Living in a small town I was not overly aware of people who are currently experiencing homelessness. In Lafayette we had a couple shelters and a transitional housing place that I was aware of, but never saw people on the street. So I knew it in the abstract.
When visiting Chicago I did the tunnel vision walk and ignored the people who needed money. When in New York I was with a friend who kept a pocket full of quarters whenever she went to the city to give one to each who asked. The comparison created internal dissonance. My attitude came from two things: an early experience and a stereotype. The stereotype first. People won’t use money for food, but for cigarettes, drink, or drugs. The experience. I once knew some high school rich kids who dressed down and went downtown and panhandled and came home to gloat over their profits. They had no real need. My NY friend answered that by saying it was not her conscience, but theirs.
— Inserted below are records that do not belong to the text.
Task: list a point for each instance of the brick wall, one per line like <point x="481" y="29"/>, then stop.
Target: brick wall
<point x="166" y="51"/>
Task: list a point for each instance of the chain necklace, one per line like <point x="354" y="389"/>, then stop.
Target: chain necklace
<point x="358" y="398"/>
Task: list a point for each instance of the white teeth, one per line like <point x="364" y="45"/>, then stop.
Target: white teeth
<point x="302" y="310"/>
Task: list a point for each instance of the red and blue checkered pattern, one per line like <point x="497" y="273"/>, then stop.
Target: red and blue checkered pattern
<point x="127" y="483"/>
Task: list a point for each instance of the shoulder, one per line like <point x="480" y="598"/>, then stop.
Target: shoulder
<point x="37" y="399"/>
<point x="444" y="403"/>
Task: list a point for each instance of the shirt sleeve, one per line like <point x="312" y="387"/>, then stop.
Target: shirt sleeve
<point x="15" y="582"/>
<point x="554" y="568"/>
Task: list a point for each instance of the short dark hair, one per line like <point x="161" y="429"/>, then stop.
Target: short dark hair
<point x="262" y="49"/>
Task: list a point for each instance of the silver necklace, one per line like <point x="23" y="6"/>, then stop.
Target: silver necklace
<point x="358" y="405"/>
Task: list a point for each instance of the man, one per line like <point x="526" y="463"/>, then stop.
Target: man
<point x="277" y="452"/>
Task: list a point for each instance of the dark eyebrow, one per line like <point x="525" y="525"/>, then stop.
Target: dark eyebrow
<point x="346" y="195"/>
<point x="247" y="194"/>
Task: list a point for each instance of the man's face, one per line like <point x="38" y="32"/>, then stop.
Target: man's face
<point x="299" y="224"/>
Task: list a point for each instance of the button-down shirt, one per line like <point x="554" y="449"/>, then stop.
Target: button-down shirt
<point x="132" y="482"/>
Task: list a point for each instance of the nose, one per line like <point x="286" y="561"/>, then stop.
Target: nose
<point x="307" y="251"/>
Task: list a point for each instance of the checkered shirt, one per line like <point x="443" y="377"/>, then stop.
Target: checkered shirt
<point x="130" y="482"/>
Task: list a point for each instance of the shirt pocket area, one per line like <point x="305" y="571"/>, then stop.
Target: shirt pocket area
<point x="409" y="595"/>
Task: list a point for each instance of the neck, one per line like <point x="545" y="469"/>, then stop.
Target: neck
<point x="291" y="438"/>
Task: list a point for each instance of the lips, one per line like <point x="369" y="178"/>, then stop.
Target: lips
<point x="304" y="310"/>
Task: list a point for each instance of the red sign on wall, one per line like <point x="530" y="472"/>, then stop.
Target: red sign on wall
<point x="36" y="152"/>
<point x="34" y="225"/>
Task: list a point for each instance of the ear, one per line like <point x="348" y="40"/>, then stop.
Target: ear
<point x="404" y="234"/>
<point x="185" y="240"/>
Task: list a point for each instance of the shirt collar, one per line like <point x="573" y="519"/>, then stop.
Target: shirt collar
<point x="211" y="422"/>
Now that I live in a Portland I do see a few real live people who are experiencing homeless, and some ask me for money. I started out with the tunnel vision approach, but didn’t like myself that way. The old high school kid prank held me back though. In a conversation I learned two things. Look at their shoes. And there is a place called Sisters of the Road Cafe that serves meals, and one can buy coupons and hand them out instead of cash. Seemed a good move to resolve my dilemma.
So I got some and they came with instructions. The most relevant direction was “Make eye contact.” Quite a contrast to my tunnel vision approach.) The rest was to be sure they could get to the cafe and would use the coupon. Having something to offer helped me get out of tunnel vision.
Browsing the website led me to a book, Voices from the Streets, that resulted from a study, interviews with people experiencing homelessness. And the most relevant chapter so far is the one on feeling invisible and how that lowers self image. Adding that to the eye-contact principle has at least gotten me out of tunnel vision.
Time will tell how involved I actually get.